Pakistan rubbished claims published in an Amnesty International report on Thursday that a spyware, manufactured by an Israeli company, was actively being used in the country.

According to a senior intelligence officer, who spoke to Dawn on condition of anonymity, the report was an “an attempt to malign Pakistan”.

“There is not an iota of truth in it,” he stressed.

The official was referring to a claim made in the Amnesty International investigation, titled “Intellexa Leaks”, which described the story of a human rights lawyer based in Pakistan. The lawyer, according to the report, had approached Amnesty International in the summer of 2025 after receiving a suspicious link on WhatsApp from an unknown number.

Amnesty Security Lab investigated the link and identified it as a Predator attack attempt based on the technical behaviour of the infection server. Predator is a highly invasive spyware manufactured by the Israeli company Intellexa.

According to Amnesty International, the investigation was based on a combination of highly sensitive documents and other material leaked from the company, including internal company documents, sales and marketing materials, and training videos.

The months-long investigation was published in collaboration with Inside Story in Greece, Haaretz in Israel, and WAV Research Collective in Switzerland.

In 2023, Intellexa was fined by the Greek Data Protection Authority for failing to comply with its investigations into the company.

Google started sending spyware threat notifications to several hundred of its users across various countries, including Pakistan. The accounts were identified as Predator spyware targets.

How Predator works

Intellexa’s Predator relies on “1-click” attacks to infect a device, which require a malicious link to be opened in the target’s phone. The malicious link then loads a browser exploit for Chrome or Safari to gain initial access to the device and download the full spyware payload.

Once the spyware is installed, it can access encrypted instant messaging apps like Signal and WhatsApp, audio recordings, emails, device locations, screenshots and camera photos, stored passwords, contacts, and call logs. It also activates the device’s microphone.

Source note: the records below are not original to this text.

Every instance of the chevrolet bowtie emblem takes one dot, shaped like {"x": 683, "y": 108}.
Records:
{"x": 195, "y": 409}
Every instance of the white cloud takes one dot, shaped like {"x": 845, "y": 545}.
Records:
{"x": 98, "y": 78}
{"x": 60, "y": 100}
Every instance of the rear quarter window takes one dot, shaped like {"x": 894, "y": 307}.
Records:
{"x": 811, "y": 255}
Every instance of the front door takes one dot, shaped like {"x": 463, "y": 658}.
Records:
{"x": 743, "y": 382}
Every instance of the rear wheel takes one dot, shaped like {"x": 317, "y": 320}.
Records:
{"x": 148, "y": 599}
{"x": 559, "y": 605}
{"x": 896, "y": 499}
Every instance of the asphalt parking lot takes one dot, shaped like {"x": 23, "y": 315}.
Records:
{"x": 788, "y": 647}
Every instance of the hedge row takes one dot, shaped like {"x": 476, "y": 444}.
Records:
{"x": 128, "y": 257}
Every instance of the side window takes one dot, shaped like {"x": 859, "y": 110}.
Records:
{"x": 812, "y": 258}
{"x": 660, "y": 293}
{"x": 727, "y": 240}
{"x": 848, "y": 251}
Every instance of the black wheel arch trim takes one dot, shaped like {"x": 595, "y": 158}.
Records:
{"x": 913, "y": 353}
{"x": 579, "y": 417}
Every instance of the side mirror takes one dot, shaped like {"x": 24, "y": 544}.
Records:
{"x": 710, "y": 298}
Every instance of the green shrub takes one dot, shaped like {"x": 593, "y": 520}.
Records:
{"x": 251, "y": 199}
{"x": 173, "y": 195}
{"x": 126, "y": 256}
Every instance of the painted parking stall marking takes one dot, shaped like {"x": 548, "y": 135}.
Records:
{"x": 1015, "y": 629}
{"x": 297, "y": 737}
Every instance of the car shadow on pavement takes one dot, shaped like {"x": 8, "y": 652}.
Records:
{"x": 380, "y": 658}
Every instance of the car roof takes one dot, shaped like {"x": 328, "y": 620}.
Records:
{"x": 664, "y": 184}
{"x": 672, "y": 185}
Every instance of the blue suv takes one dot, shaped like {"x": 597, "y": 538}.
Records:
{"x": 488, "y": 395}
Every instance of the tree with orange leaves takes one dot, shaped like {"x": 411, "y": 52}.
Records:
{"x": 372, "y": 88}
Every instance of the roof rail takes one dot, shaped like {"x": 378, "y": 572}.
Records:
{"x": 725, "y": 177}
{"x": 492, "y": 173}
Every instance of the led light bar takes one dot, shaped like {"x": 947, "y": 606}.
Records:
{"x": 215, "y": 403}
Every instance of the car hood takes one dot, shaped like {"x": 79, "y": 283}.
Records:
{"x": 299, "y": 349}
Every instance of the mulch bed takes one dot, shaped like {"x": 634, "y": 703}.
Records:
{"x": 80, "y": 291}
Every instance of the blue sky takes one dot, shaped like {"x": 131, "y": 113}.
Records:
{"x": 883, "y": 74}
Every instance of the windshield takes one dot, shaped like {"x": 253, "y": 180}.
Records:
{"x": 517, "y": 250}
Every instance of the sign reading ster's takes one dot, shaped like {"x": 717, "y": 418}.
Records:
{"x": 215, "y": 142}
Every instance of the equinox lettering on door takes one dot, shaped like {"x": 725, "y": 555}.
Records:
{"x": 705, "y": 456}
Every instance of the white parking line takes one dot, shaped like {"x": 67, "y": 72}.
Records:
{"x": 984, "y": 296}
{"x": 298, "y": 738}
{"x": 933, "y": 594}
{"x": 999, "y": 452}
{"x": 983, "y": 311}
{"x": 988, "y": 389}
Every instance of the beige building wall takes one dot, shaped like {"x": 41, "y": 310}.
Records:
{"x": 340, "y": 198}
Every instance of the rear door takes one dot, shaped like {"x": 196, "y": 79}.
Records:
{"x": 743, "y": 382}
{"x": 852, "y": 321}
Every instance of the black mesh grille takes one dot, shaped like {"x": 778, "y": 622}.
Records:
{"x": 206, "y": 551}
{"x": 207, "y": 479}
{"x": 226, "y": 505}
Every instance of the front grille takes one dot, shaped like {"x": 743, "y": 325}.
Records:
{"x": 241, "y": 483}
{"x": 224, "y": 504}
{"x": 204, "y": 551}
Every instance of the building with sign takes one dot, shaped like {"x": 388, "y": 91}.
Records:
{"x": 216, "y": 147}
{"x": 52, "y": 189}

The spyware then communicates with, and uploads surveillance data to, a Predator backend server physically located in the customer’s country.

All data from the spyware is first relayed through a chain of anonymization servers, termed the “CNC Anonymization Network” to prevent the risk of exposure for the operator with the 1-click attack link.

The surveillance company overcame the limitation of exposure by using different approaches to trigger the opening of an infection link on the target’s phone, without requiring the target to manually click the link.

Intellexa also developed a strategic infection vector, ‘Aladdin,’ which could enable silent zero-click infections of target devices anywhere in the world. The vector exploits the commercial mobile advertising ecosystem to carry out these infections.

Intellexa is a surveillance company that develops spyware, with Predator as its signature product, and sells it for use by governments. According to the investigation, the company’s internal operations remained largely unknown to researchers.